The IHP should describe their seizures, how their condition is best managed, and the impact it has on their learning and behaviour, including any medication side effects. A clear emergency protocol must also be included, including when an ambulance should be called.
The IHP should be developed jointly between the school, young person, parents and healthcare professionals. The responsibility for its implementation remains with the school and the IHP should clearly set out who will deliver which aspects of support.
As epilepsy can be a fluctuating condition, IHPs should be reviewed annually, or sooner if circumstances have changed. Parents should be reminded to keep the school informed of any changes in seizure activity, medication or behaviour.
An IHP is needed even if seizures are currently controlled by treatment. Seizures may reoccur and the young person’s condition may still be having an impact on their learning and behaviour.
As a minimum, the IHP should include:
- The diagnosis, a brief description of seizure type(s), including any possible triggers and any signs that a seizure might be about to occur
- Basic management of seizures/seizure first aid
- Current medication including dosage
- Emergency protocol
- Impact on learning and behaviour (utilising the ABLE Tool)
- Circumstances that require additional consideration/risk assessment
- Reasonable adjustments required including consideration of the physical environment, curriculum, exams etc.
- Additional training required, which may include administration of emergency medication
- Written permission from the parents and headteacher for any medication to be administered during the school day/school activities
- Communication protocol, who needs to know and what they need to know.
The benefits of an accurate, up-to-date IHP include:
A good seizure description can help everyone to recognise what happens to that young person and is much more useful than just the name of the seizure type(s). It can also help staff recognise when emergency procedures need to be followed.
If the young person has more than one type of seizure, different medical management may be needed for each seizure and this can be clearly shown on one IHP.
An IHP can provide clear instructions on how parents should be informed about a seizure and when staff should follow emergency procedures.
Once a good seizure description has been incorporated in the IHP, school staff are more aware of what to look out for and what needs to be recorded.
Accurate eye witness accounts can be given to the young person’s medical team via the parents and this provides useful information that may influence treatment.

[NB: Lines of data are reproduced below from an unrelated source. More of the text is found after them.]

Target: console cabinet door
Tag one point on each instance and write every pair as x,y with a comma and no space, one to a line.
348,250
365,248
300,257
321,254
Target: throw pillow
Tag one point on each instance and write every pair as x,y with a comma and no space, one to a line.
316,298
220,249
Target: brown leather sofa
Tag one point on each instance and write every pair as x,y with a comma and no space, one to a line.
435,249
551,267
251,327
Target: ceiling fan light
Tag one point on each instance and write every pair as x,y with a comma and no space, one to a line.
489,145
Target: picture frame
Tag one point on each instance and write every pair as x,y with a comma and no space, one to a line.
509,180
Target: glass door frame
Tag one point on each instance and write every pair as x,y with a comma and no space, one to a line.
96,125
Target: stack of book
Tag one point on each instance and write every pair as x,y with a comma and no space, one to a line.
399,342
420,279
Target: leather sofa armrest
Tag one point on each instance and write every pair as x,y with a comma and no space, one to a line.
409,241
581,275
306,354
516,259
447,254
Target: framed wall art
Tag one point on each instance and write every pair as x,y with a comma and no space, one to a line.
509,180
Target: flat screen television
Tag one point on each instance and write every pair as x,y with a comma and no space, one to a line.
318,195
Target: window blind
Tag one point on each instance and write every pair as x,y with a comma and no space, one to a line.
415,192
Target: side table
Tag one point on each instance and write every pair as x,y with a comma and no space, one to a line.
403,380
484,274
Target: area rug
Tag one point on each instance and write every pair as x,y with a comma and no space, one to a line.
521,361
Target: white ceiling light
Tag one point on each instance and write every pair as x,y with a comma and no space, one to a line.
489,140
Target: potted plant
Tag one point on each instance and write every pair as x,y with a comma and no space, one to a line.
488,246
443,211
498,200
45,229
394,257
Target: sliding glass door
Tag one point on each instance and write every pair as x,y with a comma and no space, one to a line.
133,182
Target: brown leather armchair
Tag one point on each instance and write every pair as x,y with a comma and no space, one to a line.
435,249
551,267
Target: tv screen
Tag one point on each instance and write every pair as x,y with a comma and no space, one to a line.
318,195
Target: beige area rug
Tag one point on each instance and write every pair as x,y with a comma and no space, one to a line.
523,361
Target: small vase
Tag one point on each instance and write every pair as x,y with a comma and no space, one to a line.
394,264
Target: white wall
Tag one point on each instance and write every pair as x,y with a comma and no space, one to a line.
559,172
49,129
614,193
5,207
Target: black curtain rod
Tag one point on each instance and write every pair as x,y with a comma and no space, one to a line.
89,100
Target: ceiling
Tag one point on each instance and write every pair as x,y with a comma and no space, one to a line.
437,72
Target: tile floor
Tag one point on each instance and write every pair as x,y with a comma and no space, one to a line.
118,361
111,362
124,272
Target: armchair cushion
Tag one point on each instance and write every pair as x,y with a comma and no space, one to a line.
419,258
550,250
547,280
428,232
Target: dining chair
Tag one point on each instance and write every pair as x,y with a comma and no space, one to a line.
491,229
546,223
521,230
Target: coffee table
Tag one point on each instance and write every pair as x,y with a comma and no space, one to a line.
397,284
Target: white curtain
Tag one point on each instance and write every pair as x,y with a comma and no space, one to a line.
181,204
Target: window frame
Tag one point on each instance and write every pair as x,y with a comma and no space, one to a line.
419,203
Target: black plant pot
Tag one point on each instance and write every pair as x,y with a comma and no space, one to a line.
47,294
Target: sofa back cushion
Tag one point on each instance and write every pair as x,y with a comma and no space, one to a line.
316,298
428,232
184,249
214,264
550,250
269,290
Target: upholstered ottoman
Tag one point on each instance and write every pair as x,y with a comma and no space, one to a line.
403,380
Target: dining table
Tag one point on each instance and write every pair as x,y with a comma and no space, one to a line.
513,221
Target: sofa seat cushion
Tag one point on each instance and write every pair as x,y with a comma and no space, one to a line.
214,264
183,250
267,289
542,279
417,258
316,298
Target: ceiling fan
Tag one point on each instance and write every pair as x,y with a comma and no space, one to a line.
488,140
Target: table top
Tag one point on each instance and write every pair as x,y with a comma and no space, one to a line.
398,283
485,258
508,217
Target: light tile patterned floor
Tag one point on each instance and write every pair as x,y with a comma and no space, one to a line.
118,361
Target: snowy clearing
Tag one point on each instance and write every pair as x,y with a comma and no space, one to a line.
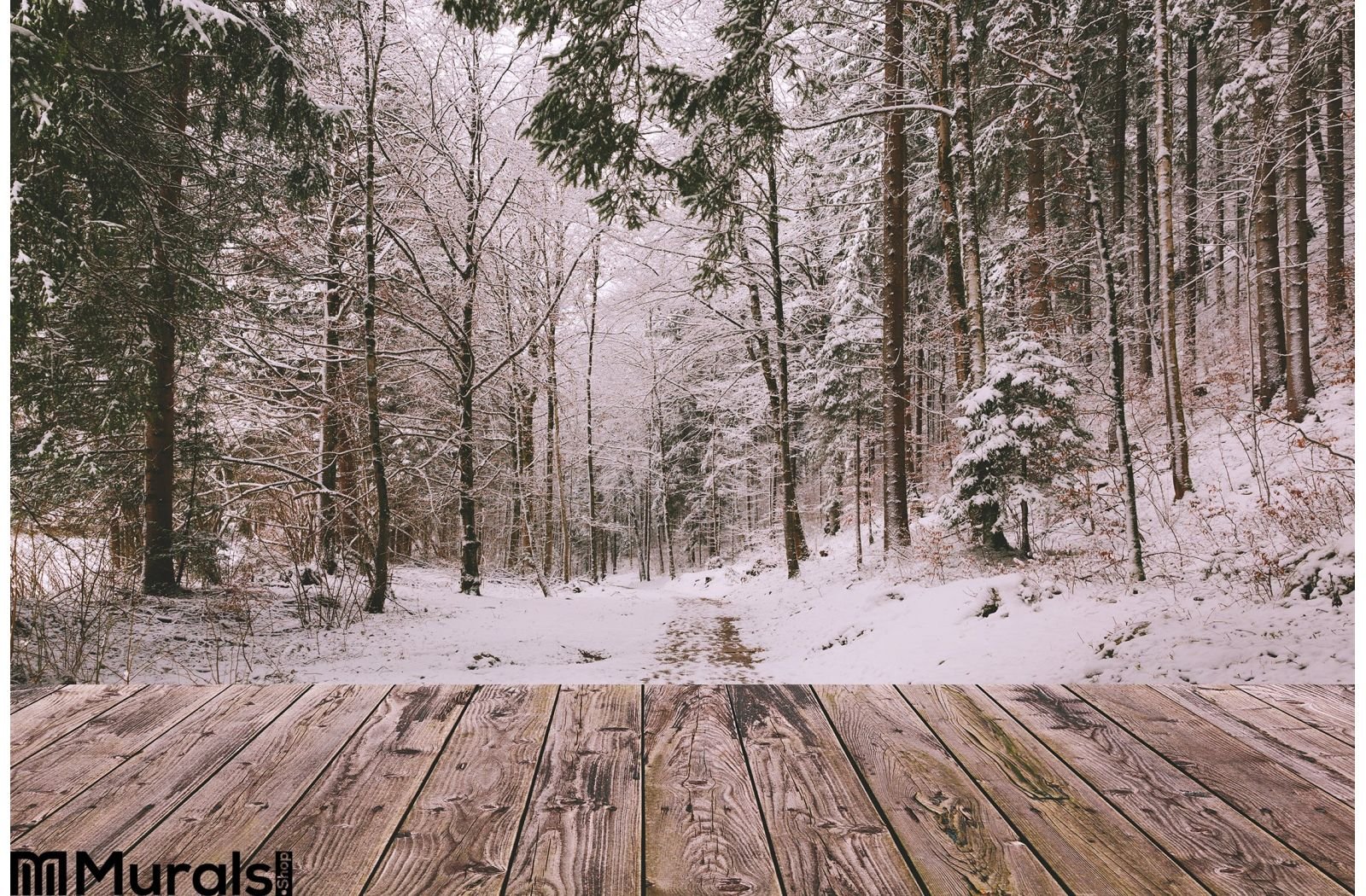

Comparisons with previous seizures enable changes to be identified, which may indicate the need for medication to be revised.
When staff, the young person and parents have agreed what needs to be done, and this is clearly written in the IHP, everyone is able to feel more confident about the young person’s safety and inclusion.
The increased confidence of the school staff will also extend to the class peers, encouraging them to include the young person with epilepsy in their social groups.
All staff will be aware of the young person’s condition and what to do if they have a seizure. They will also understand the impact of the young person’s epilepsy and the strategies in place to support them.
Any changes in a young person’s learning, academic achievement, emotions and/or behaviour must be recorded on the IHP and fed back to the parents.
Sometimes it is difficult to distinguish if these changes are due to seizures, medication or ongoing brain activity. These changes may indicate a change in the young person’s epilepsy that require further investigation from their medical team and a possible change in treatment.